Un instant, j'avais pensé me barrer à toutes jambes, la clouer sur place pendant que je me serais fait la malle pour ne pas me faire suer plus longtemps avec une obligation que je ne me sens pas capable d'honorer. Mais, c'est vrai : ce ne serait pas cool de ma part. Sans compter qu'Isabelle a détecté cette possibilité en une fraction de seconde et qu'elle a encore affermi la pression de ses doigts sur ma main. Prisonnier, donc.

Puisque les jeux sont en train de se faire et que je ne peux plus m'y soustraire, à moi de faire preuve du mieux que je pourrais. J'espère que je ne serais pas trop médiocre. C'est un style que je ne connais pas, que j'ai toujours répugné à traiter. Trop de soi-même à lâcher dans ce genre d'exercice... Pas bon pour le moral, ça. Souvent, à décrire de trop belles choses, on s'aperçoit qu'on parle de celles qu'on aimerait connaître. Ou qu'on aimerait oublier celles qui font un quotidien trop minable...

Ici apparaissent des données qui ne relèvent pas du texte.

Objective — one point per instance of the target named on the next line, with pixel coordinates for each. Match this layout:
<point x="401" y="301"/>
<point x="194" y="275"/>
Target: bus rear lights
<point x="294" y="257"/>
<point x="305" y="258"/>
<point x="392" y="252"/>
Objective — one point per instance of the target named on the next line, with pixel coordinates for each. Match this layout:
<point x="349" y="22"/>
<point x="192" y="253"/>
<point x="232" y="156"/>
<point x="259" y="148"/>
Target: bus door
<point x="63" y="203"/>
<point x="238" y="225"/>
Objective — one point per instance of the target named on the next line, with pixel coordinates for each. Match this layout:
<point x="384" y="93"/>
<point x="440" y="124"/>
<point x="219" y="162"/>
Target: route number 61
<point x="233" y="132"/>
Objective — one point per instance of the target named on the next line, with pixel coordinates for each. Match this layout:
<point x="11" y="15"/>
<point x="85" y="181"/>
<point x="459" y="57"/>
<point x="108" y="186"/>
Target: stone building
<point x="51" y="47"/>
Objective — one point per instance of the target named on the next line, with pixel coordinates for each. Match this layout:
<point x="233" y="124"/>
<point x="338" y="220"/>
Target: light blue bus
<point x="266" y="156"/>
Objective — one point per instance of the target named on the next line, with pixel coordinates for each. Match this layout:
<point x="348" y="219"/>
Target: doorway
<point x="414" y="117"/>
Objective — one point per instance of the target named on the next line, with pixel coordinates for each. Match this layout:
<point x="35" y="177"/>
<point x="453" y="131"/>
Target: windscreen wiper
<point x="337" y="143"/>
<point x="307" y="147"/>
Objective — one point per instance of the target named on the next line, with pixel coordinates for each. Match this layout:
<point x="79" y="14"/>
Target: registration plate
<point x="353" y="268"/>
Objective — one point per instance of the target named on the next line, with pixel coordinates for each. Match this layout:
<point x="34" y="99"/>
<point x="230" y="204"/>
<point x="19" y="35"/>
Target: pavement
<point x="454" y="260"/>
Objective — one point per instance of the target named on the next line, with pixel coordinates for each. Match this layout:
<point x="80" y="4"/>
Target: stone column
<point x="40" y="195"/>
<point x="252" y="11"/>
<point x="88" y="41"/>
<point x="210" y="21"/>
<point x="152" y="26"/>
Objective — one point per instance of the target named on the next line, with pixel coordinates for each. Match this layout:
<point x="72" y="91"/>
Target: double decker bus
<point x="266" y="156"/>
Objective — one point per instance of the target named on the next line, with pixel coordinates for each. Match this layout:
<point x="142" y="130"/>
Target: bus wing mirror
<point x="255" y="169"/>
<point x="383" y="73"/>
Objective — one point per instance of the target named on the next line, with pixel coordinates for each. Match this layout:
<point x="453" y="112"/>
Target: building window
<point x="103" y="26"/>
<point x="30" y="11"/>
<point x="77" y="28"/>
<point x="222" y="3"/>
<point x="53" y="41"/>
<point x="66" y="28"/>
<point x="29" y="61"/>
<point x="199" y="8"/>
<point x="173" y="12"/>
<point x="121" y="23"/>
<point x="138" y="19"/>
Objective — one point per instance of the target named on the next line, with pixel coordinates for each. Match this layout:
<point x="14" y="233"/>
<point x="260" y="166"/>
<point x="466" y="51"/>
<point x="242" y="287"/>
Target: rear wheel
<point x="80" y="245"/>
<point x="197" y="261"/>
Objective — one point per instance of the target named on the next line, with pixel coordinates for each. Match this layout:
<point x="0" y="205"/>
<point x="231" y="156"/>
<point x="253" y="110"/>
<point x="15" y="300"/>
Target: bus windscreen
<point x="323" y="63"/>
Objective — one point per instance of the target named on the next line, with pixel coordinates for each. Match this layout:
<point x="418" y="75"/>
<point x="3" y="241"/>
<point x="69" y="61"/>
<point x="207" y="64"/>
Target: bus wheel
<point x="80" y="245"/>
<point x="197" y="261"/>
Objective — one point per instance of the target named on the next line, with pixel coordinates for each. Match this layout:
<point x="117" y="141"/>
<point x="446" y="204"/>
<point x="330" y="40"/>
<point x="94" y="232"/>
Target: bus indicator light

Je commence donc à improviser, assis sur ce banc public, pas très confortable d'ailleurs, et je travaille ma voix pour l'emporter plus rapidement sur mes rivages imaginaires. Disons...une voix un peu traînante et grave, aux sonorités rondes et un peu grasses. Une voix d'homme des bois ! Enfin, c'est comme ça que je le vois, celui-là. Ça commence pas très bien !

En tout cas, ça donne ça :

C'était un petit matin du mois de Mai. Le soleil naissant brisait les noirceurs putrides de la nuit sauvage. Quelques hurlements lointains retentissaient encore, derniers signes de luttes féroces entre charognards et humains pour une carcasse que les vrais prédateurs avaient abandonnée à leur famine. L'Homme ne dominait plus le monde depuis qu'il avait déclenché le dernier holocauste qui avait ruiné toute chance d'avenir. Dépouillé de tous les outils technologiques qui le protégeaient, il ne faisait plus la pluie ni le beau temps sur Terre. A présent, comme un suricate ou un lémurien, il survivait comme il pouvait: terré sous la terre ou pendu dans les hautes branches des arbres moribonds. Et, souvent, l'un d'eux devait se résoudre à mourir sous les crocs puissants des félins qui rôdaient partout où les rares communautés bipèdes existaient encore.
Les villes n'étaient plus que des champs de ruines. Les radiations empêcheraient encore un retour dans leur enceinte pour des milliers de siècles.
Le règne de l'Homme n'était plus qu'un lointain souvenir. Une légende que des narrateurs illuminés racontaient, le soir venu, autour de quelques braises. Redevenus sauvages, ils parlaient de moins en moins, ne faisant plus que grogner et hurler comme loups en harde.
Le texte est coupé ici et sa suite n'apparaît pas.